En effet, l'article 10 de la loi du 10 juillet 1965 rappelle le principe selon lequel les copropriétaires doivent participer aux charges de copropriété en ces termes :
"Les copropriétaires sont tenus de participer aux charges entraînées par les services collectifs et les éléments d'équipement commun en fonction de l'utilité objective que ces services et éléments présentent à l'égard de chaque lot, dès lors que ces charges ne sont pas individualisées.
Ils sont tenus de participer aux charges relatives à la conservation, à l'entretien et à l'administration des parties communes, générales et spéciales, et de verser au fonds de travaux mentionné à l'article 14-2-1 la cotisation prévue au même article, proportionnellement aux valeurs relatives des parties privatives comprises dans leurs lots, telles que ces valeurs résultent des dispositions de l'article 5.
Le règlement de copropriété fixe la quote-part afférente à chaque lot dans chacune des catégories de charges et indique les éléments pris en considération ainsi que la méthode de calcul ayant permis de fixer les quotes-parts de parties communes et la répartition des charges.
Lorsque le règlement de copropriété met à la seule charge de certains copropriétaires les dépenses d'entretien et de fonctionnement entraînées par certains services collectifs ou éléments d'équipements, il peut prévoir que ces copropriétaires prennent seuls part au vote sur les décisions qui concernent ces dépenses.
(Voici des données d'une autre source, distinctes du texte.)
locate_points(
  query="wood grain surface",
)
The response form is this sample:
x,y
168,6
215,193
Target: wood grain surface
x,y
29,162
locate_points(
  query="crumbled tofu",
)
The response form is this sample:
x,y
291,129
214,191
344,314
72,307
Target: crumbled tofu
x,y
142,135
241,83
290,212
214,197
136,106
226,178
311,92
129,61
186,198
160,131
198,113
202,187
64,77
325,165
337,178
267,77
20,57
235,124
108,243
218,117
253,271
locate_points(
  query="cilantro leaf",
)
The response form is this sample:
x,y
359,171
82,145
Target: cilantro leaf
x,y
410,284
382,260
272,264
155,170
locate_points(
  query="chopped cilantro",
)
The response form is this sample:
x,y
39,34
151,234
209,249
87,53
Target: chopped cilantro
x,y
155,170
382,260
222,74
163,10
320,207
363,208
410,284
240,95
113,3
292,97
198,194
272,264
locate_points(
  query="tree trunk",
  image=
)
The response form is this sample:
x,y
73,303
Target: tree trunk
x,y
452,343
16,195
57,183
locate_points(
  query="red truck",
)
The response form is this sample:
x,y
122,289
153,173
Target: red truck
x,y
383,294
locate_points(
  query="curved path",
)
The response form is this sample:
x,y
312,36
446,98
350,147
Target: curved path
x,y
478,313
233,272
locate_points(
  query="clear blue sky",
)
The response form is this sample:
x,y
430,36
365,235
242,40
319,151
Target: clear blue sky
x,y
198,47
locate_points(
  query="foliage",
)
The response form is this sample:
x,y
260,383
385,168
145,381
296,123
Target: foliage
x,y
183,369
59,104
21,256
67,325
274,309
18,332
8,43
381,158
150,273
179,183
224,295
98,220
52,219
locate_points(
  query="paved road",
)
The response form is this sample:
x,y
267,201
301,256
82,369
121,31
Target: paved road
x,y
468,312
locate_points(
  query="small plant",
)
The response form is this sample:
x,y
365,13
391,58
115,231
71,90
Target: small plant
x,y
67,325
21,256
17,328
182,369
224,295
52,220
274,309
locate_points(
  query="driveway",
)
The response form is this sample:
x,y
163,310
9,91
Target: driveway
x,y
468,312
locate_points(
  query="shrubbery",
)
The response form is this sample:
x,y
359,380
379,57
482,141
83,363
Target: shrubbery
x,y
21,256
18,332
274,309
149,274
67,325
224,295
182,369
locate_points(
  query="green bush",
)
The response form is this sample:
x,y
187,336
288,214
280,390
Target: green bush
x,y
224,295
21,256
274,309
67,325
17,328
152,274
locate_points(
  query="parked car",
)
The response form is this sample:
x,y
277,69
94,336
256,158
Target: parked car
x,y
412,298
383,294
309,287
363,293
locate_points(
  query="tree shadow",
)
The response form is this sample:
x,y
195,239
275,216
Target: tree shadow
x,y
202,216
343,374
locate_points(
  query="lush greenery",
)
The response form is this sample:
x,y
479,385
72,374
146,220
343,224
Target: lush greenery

Chacun d'eux dispose d'un nombre de voix proportionnel à sa participation auxdites dépenses."
Selon l’article 10-1 de la loi du 10 juillet 1965, les frais de mise en demeure sont imputables au seul copropriétaire concerné.
Dans cette mise en demeure, il est indispensable de viser l'article 19-2 de la loi précitée aux termes duquel :
"A défaut du versement à sa date d'exigibilité d'une provision due au titre de l'article 14-1, et après mise en demeure restée infructueuse passé un délai de trente jours, les autres provisions non encore échues en application du même article 14-1 ainsi que les sommes restant dues appelées au titre des exercices précédents après approbation des comptes deviennent immédiatement exigibles.Le président du tribunal judiciaire statuant selon la procédure accélérée au fond, après avoir constaté, selon le cas, l'approbation par l'assemblée générale des copropriétaires du budget prévisionnel, des travaux ou des comptes annuels, ainsi que la défaillance du copropriétaire, condamne ce dernier au paiement des provisions ou sommes exigibles.
Le présent article est applicable aux cotisations du fonds de travaux mentionné à l'article 14-2-1.
Lorsque la mesure d'exécution porte sur une créance à exécution successive du débiteur du copropriétaire défaillant, notamment une créance de loyer ou d'indemnité d'occupation, cette mesure se poursuit jusqu'à l'extinction de la créance du syndicat résultant de l'ordonnance.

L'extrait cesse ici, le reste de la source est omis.